For me, using any software to automate this part of communication is like driving a route I’d normally walk. It misses the point; it abstracts away something I really valued.2

Will I ever change?

Probably. Models might lose the regression-to-the-mean effect, the decorum of bot use might be more standardised, and I might find better ways to structure my thoughts than writing.

Or, if communication through AI-mediated longhand becomes the new standard, it might become my bottleneck and I might be forced to use it to keep up.

This is not a hard-and-fast forever rule. I’ll keep reviewing it and seeing if it still makes sense from time to time. Maybe it will date very quickly, like everything else in this unbelievably fast-moving situation.

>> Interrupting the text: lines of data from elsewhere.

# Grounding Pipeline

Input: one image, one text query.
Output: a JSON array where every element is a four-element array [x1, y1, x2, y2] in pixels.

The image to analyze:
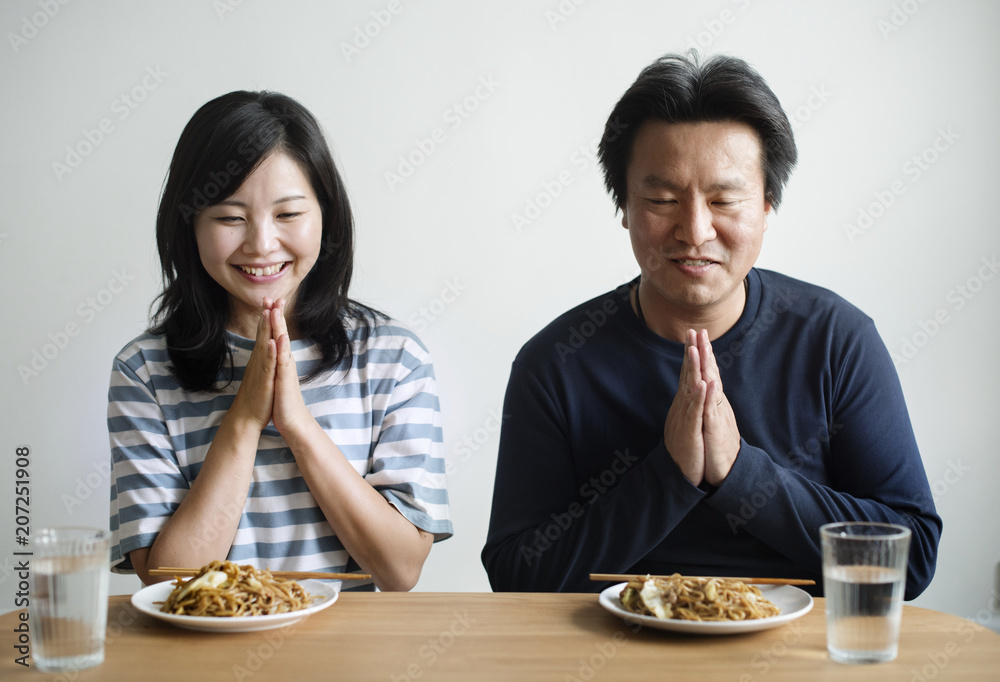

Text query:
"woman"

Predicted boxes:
[[108, 92, 451, 590]]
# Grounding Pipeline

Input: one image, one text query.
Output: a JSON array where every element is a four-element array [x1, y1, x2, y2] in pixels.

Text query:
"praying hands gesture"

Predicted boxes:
[[232, 298, 312, 438], [663, 329, 740, 486]]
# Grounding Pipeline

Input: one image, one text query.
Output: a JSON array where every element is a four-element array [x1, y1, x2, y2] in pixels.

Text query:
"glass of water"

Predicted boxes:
[[28, 528, 111, 672], [819, 521, 911, 663]]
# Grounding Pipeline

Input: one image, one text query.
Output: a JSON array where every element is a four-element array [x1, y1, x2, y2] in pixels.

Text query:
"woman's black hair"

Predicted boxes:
[[149, 91, 381, 391], [598, 53, 798, 208]]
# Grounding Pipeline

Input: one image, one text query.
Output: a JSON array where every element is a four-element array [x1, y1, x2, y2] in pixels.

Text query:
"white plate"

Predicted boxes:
[[132, 580, 340, 632], [598, 583, 813, 635]]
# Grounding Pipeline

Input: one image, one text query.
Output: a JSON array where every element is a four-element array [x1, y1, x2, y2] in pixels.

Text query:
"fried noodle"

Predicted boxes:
[[160, 561, 313, 617], [621, 573, 781, 621]]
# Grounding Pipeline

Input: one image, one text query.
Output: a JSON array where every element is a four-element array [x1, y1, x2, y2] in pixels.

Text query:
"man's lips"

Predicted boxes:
[[670, 258, 716, 267]]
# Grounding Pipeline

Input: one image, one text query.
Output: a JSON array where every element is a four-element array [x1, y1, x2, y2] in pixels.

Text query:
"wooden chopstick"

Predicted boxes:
[[590, 573, 816, 585], [149, 566, 371, 580]]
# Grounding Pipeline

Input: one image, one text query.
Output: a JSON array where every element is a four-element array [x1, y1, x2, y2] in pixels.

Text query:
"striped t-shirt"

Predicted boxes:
[[108, 321, 452, 589]]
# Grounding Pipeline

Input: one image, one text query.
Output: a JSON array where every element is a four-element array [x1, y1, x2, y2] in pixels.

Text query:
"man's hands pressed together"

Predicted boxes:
[[663, 329, 740, 486]]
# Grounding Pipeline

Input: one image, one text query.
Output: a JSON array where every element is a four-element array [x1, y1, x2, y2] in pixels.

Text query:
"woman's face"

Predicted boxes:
[[194, 152, 323, 339]]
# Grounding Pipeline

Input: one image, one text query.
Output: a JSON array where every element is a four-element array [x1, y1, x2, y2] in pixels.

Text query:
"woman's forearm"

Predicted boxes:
[[284, 419, 434, 591], [131, 410, 260, 584]]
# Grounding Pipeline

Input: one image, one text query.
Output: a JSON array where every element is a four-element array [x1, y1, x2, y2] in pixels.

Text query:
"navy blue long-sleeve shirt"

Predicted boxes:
[[482, 269, 941, 599]]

  1. This is not so much AI’s fault as an overblown idea of what is physically possible in language. Just because AI is a computer, and computers do some things better than humans, it does not follow that AI can accurately reduce a 5,000 word document to 500 words and preserve all its nuance. (The obvious joke about English essays is left as an exercise for the reader.)

  2. There is a counter-argument here. If my walk was to be down a motorway in a thunderstorm, or through a notorious back alley at 2am, I’d probably elect to drive. Where there are equivalents to this in the world of communication, it might indeed make sense to use AI. Though, as I explained above, I don’t really see them in my line of work.